The IPD has responded to the De Montfort survey on lending to the UK commercial property market, which says that the total stock of debt secured on income-producing UK real estate fell 8% to around £217bn in 2012. This figure is expected to fall as a result of lower new originations and banks selling off loans in response to new capital requirements, among other factors.

The pace of sales from distressed loan books is gaining pace, while the gap in lending left by the banks has not been filled by alternative lenders as expected due to the competition in core market areas, the IPD says. While it is not yet certain how significant the role of alternative providers will be, it is clear that legacy debt issues will be a feature of the UK market for some time to come. To meet their targets, lenders will need to look at good-quality assets outside London – which should boost liquidity in regional markets – and will need to take either whole loans or mezzanine finance, it adds.
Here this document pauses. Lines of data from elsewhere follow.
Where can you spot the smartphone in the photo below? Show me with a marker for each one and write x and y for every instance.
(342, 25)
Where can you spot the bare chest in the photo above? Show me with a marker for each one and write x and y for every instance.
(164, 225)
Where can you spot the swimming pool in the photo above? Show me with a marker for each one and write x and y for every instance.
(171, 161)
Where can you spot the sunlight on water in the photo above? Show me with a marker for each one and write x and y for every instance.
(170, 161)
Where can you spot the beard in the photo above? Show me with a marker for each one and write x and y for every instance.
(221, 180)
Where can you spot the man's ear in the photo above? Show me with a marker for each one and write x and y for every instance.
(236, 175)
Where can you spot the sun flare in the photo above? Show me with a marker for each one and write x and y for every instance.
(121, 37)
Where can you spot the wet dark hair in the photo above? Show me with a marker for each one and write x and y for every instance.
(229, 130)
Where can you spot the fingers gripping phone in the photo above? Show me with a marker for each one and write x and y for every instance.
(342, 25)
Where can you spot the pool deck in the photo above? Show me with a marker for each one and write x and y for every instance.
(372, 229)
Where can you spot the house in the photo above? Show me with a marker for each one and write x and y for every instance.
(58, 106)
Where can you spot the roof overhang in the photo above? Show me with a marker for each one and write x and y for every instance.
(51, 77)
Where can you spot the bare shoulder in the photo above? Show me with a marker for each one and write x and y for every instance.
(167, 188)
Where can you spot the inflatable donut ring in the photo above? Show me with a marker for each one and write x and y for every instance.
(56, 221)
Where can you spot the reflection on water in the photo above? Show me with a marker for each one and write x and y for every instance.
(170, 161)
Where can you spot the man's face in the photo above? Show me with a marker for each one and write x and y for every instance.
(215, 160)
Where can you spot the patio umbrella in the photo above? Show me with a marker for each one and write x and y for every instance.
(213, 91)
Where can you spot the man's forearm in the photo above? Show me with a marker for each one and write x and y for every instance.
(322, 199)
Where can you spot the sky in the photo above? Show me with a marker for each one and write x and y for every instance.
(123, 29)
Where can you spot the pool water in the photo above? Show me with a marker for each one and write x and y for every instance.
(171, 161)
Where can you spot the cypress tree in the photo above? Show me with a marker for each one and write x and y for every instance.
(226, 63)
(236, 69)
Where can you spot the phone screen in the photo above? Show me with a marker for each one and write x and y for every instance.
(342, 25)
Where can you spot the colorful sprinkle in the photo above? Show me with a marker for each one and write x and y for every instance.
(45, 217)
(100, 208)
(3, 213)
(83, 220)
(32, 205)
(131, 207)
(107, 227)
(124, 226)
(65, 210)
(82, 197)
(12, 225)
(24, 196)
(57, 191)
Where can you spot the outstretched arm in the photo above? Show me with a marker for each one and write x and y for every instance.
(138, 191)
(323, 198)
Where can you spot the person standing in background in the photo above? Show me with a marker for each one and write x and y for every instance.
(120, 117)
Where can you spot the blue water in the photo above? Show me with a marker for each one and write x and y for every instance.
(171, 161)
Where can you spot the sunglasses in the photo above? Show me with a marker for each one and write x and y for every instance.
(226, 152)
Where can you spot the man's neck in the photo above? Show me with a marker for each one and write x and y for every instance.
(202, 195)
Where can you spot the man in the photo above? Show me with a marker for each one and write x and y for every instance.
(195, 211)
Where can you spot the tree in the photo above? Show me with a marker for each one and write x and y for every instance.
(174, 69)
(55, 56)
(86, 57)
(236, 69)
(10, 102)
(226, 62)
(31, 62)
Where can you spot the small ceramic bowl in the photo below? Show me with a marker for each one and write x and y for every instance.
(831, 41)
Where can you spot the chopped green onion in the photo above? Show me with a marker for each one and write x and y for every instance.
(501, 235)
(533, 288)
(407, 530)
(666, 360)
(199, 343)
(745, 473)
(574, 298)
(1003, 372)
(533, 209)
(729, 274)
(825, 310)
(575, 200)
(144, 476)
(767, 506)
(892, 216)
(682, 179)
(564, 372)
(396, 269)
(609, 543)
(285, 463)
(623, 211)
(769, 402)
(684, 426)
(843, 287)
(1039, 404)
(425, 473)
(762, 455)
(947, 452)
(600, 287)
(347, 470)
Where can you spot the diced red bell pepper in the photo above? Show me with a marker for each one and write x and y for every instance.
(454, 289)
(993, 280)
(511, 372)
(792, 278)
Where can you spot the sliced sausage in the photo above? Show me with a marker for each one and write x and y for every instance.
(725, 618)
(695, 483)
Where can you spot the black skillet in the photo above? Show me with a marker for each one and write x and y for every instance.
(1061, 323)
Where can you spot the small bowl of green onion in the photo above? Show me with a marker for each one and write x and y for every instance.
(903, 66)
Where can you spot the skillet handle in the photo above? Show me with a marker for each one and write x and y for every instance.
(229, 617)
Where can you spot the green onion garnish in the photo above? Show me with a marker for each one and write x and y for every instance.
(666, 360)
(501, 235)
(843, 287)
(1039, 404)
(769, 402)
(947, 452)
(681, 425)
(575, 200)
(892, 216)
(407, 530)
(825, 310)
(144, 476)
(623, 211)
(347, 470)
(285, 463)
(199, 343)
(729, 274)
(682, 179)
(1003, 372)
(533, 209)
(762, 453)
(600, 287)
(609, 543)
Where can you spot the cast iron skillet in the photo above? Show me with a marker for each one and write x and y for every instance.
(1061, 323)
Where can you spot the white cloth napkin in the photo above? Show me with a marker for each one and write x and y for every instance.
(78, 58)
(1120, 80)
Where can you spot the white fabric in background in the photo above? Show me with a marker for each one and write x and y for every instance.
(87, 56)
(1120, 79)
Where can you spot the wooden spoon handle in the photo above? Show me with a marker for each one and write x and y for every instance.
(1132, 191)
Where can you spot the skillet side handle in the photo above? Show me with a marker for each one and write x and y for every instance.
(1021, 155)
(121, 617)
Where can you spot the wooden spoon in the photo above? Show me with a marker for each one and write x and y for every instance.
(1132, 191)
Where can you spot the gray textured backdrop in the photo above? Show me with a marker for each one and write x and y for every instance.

“With yields outside Central London office and retail properties at historically high levels and real rental levels well below their long-run norms, there should be ample attractive opportunities for those wanting exposure to debt where this is supported by good investment products with strong cashflow and tenants,” the IPD says. “Market information and analysis of asset quality and income security will be key to rebuilding confidence with capital providers,” it adds.

The IPD says its data clearly suggest that loans secured on good quality stock will return to normal lending parameters more quickly, with an increasingly scarce supply of Grade A stock. “Understanding the asset management fundamentals of the underlying real estate assets and improved monitoring techniques regarding cashflow and market conditions will become increasingly important to those financing commercial real estate,” it says.